LGBT rights in Northern Ireland were restricted in accordance to the deeply conservative nature of society at that time. Anti-Catholicism inflected misogynist attitudes and vice versa, with Paisley calling the Catholic Church the "mother of harlots and abominations of the Earth"—Catholic iconography included comparatively more female figures than that of the Protestant church, like Kathleen Ni Houlihan and the Virgin Mary. At the time of the campaign, violent attacks against gay men in Northern Ireland were common.

==Organization==
The campaign itself was particularly linked to the Free Presbyterian wing of the DUP, and combined religious and political rhetoric. It focused on Paisley's belief in his role to save the "Ulster people" from those influences which he believed undermined their Christian beliefs and values, namely liberalism and secularism.
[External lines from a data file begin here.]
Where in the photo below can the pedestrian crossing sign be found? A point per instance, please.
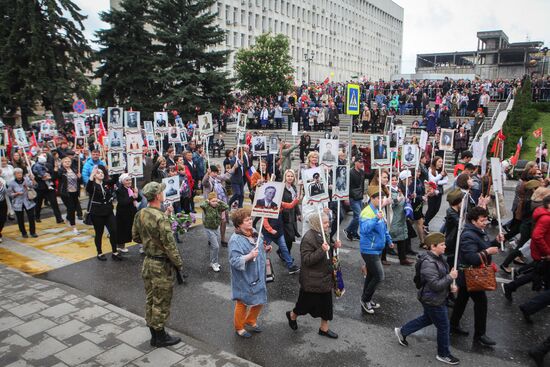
(352, 99)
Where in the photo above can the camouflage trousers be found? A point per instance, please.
(158, 278)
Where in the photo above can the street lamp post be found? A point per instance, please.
(308, 56)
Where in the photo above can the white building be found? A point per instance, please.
(344, 38)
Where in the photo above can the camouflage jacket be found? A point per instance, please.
(152, 228)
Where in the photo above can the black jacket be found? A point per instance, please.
(435, 279)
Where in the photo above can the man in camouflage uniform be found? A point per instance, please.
(152, 228)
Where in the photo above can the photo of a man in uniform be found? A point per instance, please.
(267, 202)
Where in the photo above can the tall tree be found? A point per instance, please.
(127, 65)
(44, 56)
(190, 72)
(267, 61)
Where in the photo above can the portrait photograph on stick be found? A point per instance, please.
(267, 200)
(446, 139)
(114, 117)
(328, 152)
(380, 145)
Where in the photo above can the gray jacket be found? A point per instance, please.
(435, 278)
(21, 200)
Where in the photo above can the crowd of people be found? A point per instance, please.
(389, 209)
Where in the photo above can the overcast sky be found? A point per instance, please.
(447, 27)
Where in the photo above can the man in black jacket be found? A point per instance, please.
(357, 178)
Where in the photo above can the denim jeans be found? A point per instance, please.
(438, 316)
(280, 241)
(375, 274)
(356, 206)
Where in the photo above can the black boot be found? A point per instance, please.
(540, 351)
(153, 337)
(165, 340)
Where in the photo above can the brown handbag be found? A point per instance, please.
(481, 278)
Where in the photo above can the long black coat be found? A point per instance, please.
(125, 213)
(290, 218)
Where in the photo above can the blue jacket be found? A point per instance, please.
(88, 167)
(373, 232)
(247, 277)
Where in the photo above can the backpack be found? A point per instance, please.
(417, 276)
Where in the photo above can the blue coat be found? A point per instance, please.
(247, 277)
(373, 232)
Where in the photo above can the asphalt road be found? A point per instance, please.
(203, 310)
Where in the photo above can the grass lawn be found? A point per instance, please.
(530, 144)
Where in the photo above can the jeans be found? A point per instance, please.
(280, 241)
(480, 309)
(375, 274)
(100, 222)
(356, 207)
(438, 316)
(214, 240)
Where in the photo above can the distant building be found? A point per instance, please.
(350, 38)
(495, 58)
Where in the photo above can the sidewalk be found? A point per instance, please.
(47, 324)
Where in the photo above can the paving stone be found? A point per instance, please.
(89, 313)
(28, 308)
(68, 329)
(160, 357)
(202, 360)
(136, 336)
(47, 347)
(9, 322)
(79, 353)
(102, 332)
(59, 310)
(34, 327)
(120, 355)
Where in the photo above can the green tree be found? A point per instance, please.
(263, 70)
(189, 66)
(127, 64)
(44, 56)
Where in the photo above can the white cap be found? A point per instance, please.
(405, 174)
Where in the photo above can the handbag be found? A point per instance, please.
(481, 278)
(269, 274)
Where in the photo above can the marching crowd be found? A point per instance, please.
(389, 209)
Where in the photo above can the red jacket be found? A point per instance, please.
(540, 238)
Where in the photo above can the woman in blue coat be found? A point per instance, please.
(247, 262)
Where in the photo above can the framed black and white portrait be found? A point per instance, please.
(114, 117)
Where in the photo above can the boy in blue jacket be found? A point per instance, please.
(374, 237)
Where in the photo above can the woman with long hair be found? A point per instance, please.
(437, 175)
(101, 212)
(69, 190)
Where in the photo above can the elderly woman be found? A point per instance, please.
(18, 191)
(247, 261)
(69, 189)
(127, 199)
(316, 281)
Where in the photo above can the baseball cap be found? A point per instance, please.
(152, 189)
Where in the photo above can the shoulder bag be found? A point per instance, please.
(481, 278)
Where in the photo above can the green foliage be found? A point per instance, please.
(127, 59)
(44, 56)
(263, 70)
(520, 119)
(188, 65)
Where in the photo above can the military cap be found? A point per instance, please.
(434, 238)
(454, 197)
(152, 189)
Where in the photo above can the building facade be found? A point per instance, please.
(343, 39)
(495, 58)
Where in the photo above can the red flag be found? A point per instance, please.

As part of the campaign, advertisements were placed in newspapers claiming that any change in the law "can only bring God's curse down upon our people". The group recruited 70,000 members to join the campaign mostly through outreach to church attendees.

==End==
In 1981 the European Court of Human Rights, in the case of Jeffrey Dudgeon v the United Kingdom, found that the British Government was in breach of Article 8 (the right to a private life) of the European Convention of Human Rights by refusing to decriminalise homosexual acts between consenting adults in Northern Ireland. Consequently, despite Paisley's campaign, homosexual acts in Northern Ireland were decriminalised in 1982.

==Legacy==
The DUP remains opposed to homosexuality and LGBT rights, and in September 2004 the British government agreed to postpone a vote in the House of Commons on a Bill to provide for same-sex civil partnerships, to avoid a clash with talks aimed at restoring devolved rule in Northern Ireland. All six DUP Members of Parliament planned to vote against the Bill. Eventually, however, it was enacted as the Civil Partnership Act 2004 and Northern Ireland was the first part of the British Isles to register a partnership.